Frammenti dei Rotoli del Mar Morto (Wikimedia Commons / Ken e Nyetta)

Come possiamo spiegare le diverse interpretazioni che ognuno di noi dà ai testi e assicurarci di non allontanarci dai veri insegnamenti della Chiesa?

- Dio, nella sua saggezza, non ci ha creati tutti esattamente uguali. Ognuno di noi ha la propria personalità, le proprie caratteristiche e la propria storia di vita. Dio, nella sua saggezza e verità, è in grado di raggiungere ciascuno di noi nella sua individualità.

Così, sia che pensiamo alla differenza tra un Papa e l'altro, o alle differenze tra l'omelia di un sacerdote e quella di un altro sullo stesso Vangelo domenicale, ogni persona, nella sua individualità, è in grado di rispondere alla Parola di Dio in modo unico.

C'è qualcosa di veramente bello in questo. Poiché Dio ci ha creati come individui, ognuno di noi ha una storia e una vita individuale e la nostra risposta a Dio sarà unica. Eppure, quando ci riuniamo come Chiesa, siamo uniti nell'unica verità del Vangelo, nell'unica Chiesa di Cristo e nell'unico Battesimo.

Cosa dobbiamo fare quando non capiamo la Bibbia?

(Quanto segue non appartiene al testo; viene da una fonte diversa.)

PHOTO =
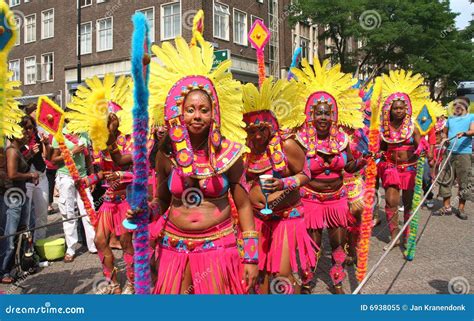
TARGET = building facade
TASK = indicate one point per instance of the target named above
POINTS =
(46, 60)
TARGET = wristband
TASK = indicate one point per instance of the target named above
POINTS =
(290, 183)
(248, 247)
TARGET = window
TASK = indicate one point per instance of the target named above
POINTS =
(304, 44)
(150, 16)
(47, 24)
(171, 21)
(30, 70)
(14, 67)
(47, 67)
(105, 35)
(85, 3)
(30, 28)
(18, 34)
(86, 38)
(221, 21)
(240, 27)
(253, 19)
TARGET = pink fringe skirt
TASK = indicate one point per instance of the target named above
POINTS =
(399, 176)
(326, 210)
(211, 256)
(112, 212)
(273, 230)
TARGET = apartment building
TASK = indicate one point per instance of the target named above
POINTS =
(46, 56)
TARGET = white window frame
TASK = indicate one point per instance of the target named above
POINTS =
(11, 4)
(97, 42)
(91, 33)
(153, 27)
(162, 20)
(42, 24)
(18, 34)
(18, 70)
(26, 28)
(226, 38)
(246, 27)
(26, 73)
(43, 67)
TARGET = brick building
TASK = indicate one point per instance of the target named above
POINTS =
(46, 61)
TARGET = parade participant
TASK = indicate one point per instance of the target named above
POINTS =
(354, 183)
(99, 109)
(330, 104)
(460, 126)
(15, 210)
(286, 249)
(434, 139)
(37, 151)
(399, 141)
(198, 164)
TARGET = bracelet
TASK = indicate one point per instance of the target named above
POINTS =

- Questo è un concetto molto importante per noi. Ognuno di noi, nella propria vocazione e vita, deve conoscere Dio, leggere la sua Parola e lasciarsi cambiare e influenzare da essa. E dobbiamo riconoscere che non sapremo mai tutto.

Se guardiamo indietro nella tradizione cristiana, vediamo molti tentativi nelle vite dei santi e dei dottori della Chiesa, e anche nell'architettura delle chiese, di rendere la Bibbia comprensibile. Per esempio, se si cammina nelle famose cattedrali gotiche della Francia e si osservano le vetrate, queste raccontano le storie della Bibbia.

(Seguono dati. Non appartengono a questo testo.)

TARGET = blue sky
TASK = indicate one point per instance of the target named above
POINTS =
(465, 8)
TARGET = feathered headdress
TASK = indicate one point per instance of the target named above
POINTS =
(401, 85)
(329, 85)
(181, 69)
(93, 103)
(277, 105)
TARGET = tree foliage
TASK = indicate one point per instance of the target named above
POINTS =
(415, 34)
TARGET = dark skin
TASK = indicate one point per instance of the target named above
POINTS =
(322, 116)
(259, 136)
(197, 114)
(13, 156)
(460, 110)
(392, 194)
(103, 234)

Per questo credo che nella vita della Chiesa abbiamo un bisogno costante di crescere nel nostro rapporto con Dio, nella preghiera e nella conoscenza. Ed è qui che ogni sforzo che facciamo per educare le persone alla Bibbia è davvero utile e prezioso. Senza questo tipo di educazione che accompagna la Scrittura, la Scrittura rimarrà una specie di lettera morta o qualcosa che la gente non può capire. Ecco perché le omelie dovrebbero concentrarsi sull'insegnamento delle Scritture e del loro significato. Dobbiamo pubblicare libri e commentari che lo spieghino e organizzare ritiri, conferenze e seminari. Questi sono tutti ottimi modi per far sì che la gente capisca di più.

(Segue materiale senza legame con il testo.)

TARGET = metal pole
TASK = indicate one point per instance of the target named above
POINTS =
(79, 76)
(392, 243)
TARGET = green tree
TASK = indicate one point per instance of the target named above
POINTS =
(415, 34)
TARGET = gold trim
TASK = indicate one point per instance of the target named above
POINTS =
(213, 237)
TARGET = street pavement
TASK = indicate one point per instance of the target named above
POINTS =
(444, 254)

È vero che alcuni argomenti della Bibbia sono molto difficili e richiedono molto studio per essere compresi, ma la maggior parte degli argomenti della Bibbia può essere compresa dai bambini. Man mano che impariamo e cresciamo, sempre più passaggi ci diventano chiari. Ma ce ne possono essere alcuni che richiedono uno studio supplementare per essere davvero compresi, ed è qui che penso che gli studiosi possano essere davvero utili e risolvere i problemi più difficili.

Cosa direbbe a chi si è perso cercando di leggere la Bibbia?

- Se state leggendo da soli, inizierei con il Vangelo di Giovanni. Ma la vera risposta è trovare una comunità. Trovate una parrocchia, un gruppo di studio biblico, un insegnante o una scuola... Un gruppo di persone che conoscono la Bibbia e che sono in grado di insegnarla in modo comprensibile.

Ci sono molti video e programmi su YouTube, ma la cosa migliore è trovare delle persone. Negli Stati Uniti abbiamo molte risorse a questo proposito. Le risorse diventeranno evidenti man mano che lo farete. Ma la cosa principale, secondo me, è trovare una comunità di persone che amano la Bibbia e vogliono condividerla con voi.